After spawning, the surviving Sea trout kelts regain a silvery sheen by the following spring, when they return to the sea. Sea trout tend to live longer than salmon, and may make several annual spawning visits. The tendency to long life-span and multiple annual spawning is greater in highland than lowland rivers.
Like salmon, the seasonal timing of the return of Sea trout from the sea seems to depend on their place of origin - in simple terms, how far up a river system they hatched. In east coast rivers, Sea trout heading for the upper reaches come in from the sea from April to June. They may spend most of the summer in the main river stems, waiting for high water conditions in autumn before moving upstream to spawn.
Resting fish are found in groups, lying quietly during daylight and becoming more active at night, although seldom ingesting food. West highland Sea trout ascend clear rivers, often into lochs, where they remain for several weeks or months before spawning in tributary burns.
Immature Sea Trout (Regionally called Finnock, Herling or Whitling)

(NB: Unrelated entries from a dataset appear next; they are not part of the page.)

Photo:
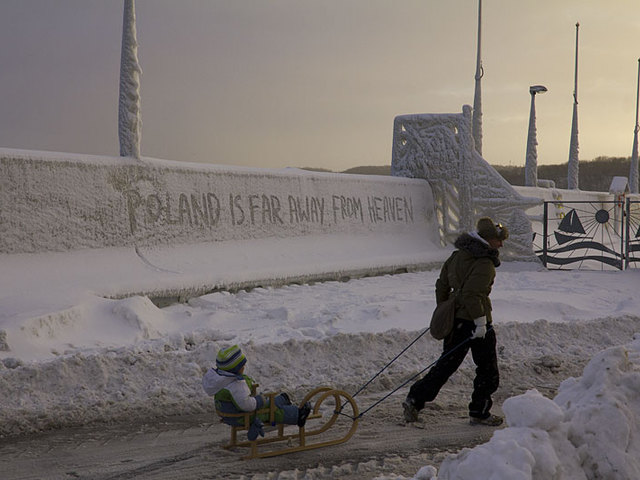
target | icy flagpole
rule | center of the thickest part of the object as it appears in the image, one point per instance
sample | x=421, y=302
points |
x=476, y=121
x=633, y=172
x=531, y=159
x=572, y=175
x=129, y=120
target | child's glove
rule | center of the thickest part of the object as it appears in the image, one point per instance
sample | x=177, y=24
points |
x=255, y=429
x=259, y=401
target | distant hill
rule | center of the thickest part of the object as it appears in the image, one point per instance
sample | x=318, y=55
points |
x=594, y=175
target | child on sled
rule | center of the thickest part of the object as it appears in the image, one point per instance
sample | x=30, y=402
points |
x=232, y=391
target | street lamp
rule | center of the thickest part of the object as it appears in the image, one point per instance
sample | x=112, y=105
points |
x=531, y=162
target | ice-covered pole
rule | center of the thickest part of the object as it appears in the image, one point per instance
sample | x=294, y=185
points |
x=129, y=120
x=476, y=124
x=633, y=170
x=573, y=167
x=531, y=161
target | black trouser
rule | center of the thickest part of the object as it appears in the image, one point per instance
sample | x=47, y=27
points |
x=484, y=356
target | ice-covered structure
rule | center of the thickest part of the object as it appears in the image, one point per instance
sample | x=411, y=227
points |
x=129, y=119
x=439, y=148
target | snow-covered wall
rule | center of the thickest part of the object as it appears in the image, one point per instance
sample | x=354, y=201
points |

These small fish, much-loved by anglers, are common in most Scottish estuaries, feeding actively as they move in and out with the tide. As the season progesses, many gather in larger rivers and lochs, not necessarily in their natal systems, and over-winter in fresh water before returning to the sea in spring. In contrast to the rest of Scotland, immature sea trout are uncommon in the River Tweed (and the rivers of north-east England). There, the main migration strategy of the post-smolts is to head down, and then across the North Sea to feed off the coasts of East Anglia, Holland and Denmark. These more distant travellers often remain at sea feeding for two or more winters before they return. Not surprisingly, the Tweed sea trout are bigger on average than elsewhere in Scotland.
The current British rod-caught record for Sea trout, is a specimen weighing more than 10 kg (22lbs), which came from the River Leven (Loch Lomond) in 1989. A cast of an even larger sea trout, weighing 13 kg (28.6lbs), which was illegally netted in the River Tweed in 1987, can be seen at the Marine Scotland Science Freshwater Laboratory at Pitlochry.